The Supreme Court should grant the petition for review that has been filed in Fisher v. University of Texas, a case challenging a university’s use of racial and ethnic preferences in undergraduate admissions.
The Supreme Court needs to revisit this area — its last decisions were in the University of Michigan Grutter and Gratz cases of 2003 — and the Fisher case is a an excellent vehicle.
Clearly, those cases were not intended to be, by their own terms, the last word. In upholding law-school admissions preferences in Grutter, Justice O’Connor famously warned in her opinion for the Court: “We expect that 25 years from now, the use of racial preferences will no longer be necessary.” A third of that time has passed, and it makes sense for the justices to see how things are progressing.

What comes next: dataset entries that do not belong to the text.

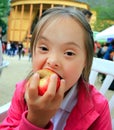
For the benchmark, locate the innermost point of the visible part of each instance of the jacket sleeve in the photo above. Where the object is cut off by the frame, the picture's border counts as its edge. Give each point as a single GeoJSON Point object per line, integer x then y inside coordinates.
{"type": "Point", "coordinates": [104, 120]}
{"type": "Point", "coordinates": [16, 118]}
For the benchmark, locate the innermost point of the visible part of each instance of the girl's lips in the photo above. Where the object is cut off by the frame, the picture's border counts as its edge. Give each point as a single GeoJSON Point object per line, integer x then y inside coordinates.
{"type": "Point", "coordinates": [54, 72]}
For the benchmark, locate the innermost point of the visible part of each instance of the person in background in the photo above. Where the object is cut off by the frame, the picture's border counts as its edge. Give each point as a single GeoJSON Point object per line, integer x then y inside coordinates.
{"type": "Point", "coordinates": [62, 42]}
{"type": "Point", "coordinates": [20, 48]}
{"type": "Point", "coordinates": [87, 14]}
{"type": "Point", "coordinates": [107, 55]}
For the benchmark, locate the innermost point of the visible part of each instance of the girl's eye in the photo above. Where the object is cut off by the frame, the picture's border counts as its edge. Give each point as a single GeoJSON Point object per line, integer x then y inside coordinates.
{"type": "Point", "coordinates": [43, 48]}
{"type": "Point", "coordinates": [69, 53]}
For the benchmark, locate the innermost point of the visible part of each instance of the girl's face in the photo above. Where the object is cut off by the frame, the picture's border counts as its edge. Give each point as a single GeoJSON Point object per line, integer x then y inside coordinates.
{"type": "Point", "coordinates": [61, 48]}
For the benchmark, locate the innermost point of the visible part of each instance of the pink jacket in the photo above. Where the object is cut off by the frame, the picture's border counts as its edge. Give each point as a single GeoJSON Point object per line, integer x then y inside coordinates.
{"type": "Point", "coordinates": [90, 113]}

After all, it would be most imprudent for the Court to turn a blind eye to what schools are doing for the full 25 years and then discover — well, what do you know — the schools are still giving race an automatic weight. That, after all, has already happened once before, in the 25 years between the Court’s Bakke decision (which forbade the use of outright quotas) and the University of Michigan cases.
What’s more, the landscape has changed since 2003, there is much important new evidence, and Fisher raises problems beyond Grutter.
#more#The first thing to consider is the changing face of America. Take a look at this census chart. It shows that America is increasingly a multiracial and multiethnic country. Over one in four Americans now say they are something other than simply “white.” Blacks are no longer the largest minority group: Latinos are.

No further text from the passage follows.